Tras lograr el primer Óscar para Chile en 2016 por el corto ‘Historia de un oso’, el cineasta Gabriel Osorio inició la andadura de su primer largometraje, ‘Kona, una gata valiente’, con el premio del público del Festival de Annecy (Francia), el más importante del mundo de la animación, y hablando de nuevo de derechos humanos.
Para el realizador, nacido en Santiago de Chile en 1984, es “súper importante” transmitir que los derechos humanos son algo universal, a diferencia de la percepción que se tiene a veces en su país, donde este concepto divide a la población, según explicó en una entrevista con EFE tras su paso por el certamen de animación celebrado al pie de los Alpes franceses.
“Pareciera que es algo que fuera de un lado político y no del otro, cuando en realidad, desde mi perspectiva, los derechos humanos son de todos los humanos, no pertenecen a partidos políticos”, argumentó.

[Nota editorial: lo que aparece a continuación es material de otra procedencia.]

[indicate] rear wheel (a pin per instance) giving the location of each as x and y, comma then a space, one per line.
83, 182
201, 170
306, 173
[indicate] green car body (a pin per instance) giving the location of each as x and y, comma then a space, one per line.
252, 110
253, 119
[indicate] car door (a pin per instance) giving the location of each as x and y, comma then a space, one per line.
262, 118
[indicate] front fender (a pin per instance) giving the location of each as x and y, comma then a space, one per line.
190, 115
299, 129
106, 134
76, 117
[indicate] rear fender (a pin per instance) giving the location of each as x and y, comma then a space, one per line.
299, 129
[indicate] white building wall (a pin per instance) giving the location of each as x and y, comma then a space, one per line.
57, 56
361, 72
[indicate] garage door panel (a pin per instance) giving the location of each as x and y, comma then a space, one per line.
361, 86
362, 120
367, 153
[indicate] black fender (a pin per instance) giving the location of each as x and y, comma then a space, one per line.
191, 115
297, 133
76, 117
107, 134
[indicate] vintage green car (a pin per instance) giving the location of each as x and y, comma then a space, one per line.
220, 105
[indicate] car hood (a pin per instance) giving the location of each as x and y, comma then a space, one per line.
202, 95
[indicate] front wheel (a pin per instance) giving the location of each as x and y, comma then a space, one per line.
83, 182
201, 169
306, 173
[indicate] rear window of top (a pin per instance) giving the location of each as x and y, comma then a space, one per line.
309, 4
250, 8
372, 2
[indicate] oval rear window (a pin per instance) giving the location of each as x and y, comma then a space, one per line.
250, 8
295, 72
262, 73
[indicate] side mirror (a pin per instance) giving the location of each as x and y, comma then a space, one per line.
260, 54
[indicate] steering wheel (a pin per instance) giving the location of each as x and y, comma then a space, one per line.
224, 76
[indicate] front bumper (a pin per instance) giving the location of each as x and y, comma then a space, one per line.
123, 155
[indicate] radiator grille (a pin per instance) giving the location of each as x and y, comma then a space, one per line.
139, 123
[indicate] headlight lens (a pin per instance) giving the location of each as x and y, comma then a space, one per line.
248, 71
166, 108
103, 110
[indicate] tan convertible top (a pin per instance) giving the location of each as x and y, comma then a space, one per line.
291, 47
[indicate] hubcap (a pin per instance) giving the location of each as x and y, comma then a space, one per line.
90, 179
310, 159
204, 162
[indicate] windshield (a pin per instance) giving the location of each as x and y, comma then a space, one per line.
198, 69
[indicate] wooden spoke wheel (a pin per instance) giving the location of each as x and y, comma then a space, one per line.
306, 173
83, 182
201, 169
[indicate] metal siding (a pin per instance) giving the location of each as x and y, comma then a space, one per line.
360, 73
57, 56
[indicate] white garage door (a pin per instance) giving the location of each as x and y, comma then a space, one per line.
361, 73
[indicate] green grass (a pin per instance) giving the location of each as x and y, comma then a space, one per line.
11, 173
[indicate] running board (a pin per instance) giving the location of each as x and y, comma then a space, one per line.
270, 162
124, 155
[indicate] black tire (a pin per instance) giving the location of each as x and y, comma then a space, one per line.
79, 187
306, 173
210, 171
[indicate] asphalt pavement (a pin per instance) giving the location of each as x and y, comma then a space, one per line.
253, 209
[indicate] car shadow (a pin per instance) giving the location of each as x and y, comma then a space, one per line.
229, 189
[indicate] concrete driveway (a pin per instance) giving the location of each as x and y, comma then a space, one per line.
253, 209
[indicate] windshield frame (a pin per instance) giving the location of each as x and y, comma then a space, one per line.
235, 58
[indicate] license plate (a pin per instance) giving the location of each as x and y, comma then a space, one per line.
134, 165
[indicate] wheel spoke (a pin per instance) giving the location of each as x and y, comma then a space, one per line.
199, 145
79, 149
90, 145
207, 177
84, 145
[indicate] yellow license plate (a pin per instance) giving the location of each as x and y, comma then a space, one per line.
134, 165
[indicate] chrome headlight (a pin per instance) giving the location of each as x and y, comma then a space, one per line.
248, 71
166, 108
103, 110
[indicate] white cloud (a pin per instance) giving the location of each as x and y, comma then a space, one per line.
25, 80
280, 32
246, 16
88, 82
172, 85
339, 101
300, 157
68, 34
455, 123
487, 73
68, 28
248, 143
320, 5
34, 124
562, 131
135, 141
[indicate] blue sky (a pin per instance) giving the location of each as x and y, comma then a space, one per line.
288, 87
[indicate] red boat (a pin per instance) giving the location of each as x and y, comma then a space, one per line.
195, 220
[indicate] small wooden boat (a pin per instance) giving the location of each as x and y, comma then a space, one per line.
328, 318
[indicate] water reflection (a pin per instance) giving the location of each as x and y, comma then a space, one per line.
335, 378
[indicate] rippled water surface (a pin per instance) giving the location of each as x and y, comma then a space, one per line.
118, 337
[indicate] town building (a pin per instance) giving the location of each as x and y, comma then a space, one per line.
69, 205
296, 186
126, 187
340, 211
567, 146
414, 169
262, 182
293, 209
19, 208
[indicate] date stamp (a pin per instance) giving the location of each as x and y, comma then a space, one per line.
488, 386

En su ópera prima, producida por su compañía, Punkrobot, cuenta la historia de una gata adolescente, Kona, que vive en el bosque junto a su abuela y decide afrontar sus miedos al ir a buscar a su madre, secuestrada por un malvado circo cuando ella era un cachorro.
Osorio dice que en este caso se trata de poner en pantalla el relato de “las personas que quedan atrás y que buscan a sus familiares desaparecidos”.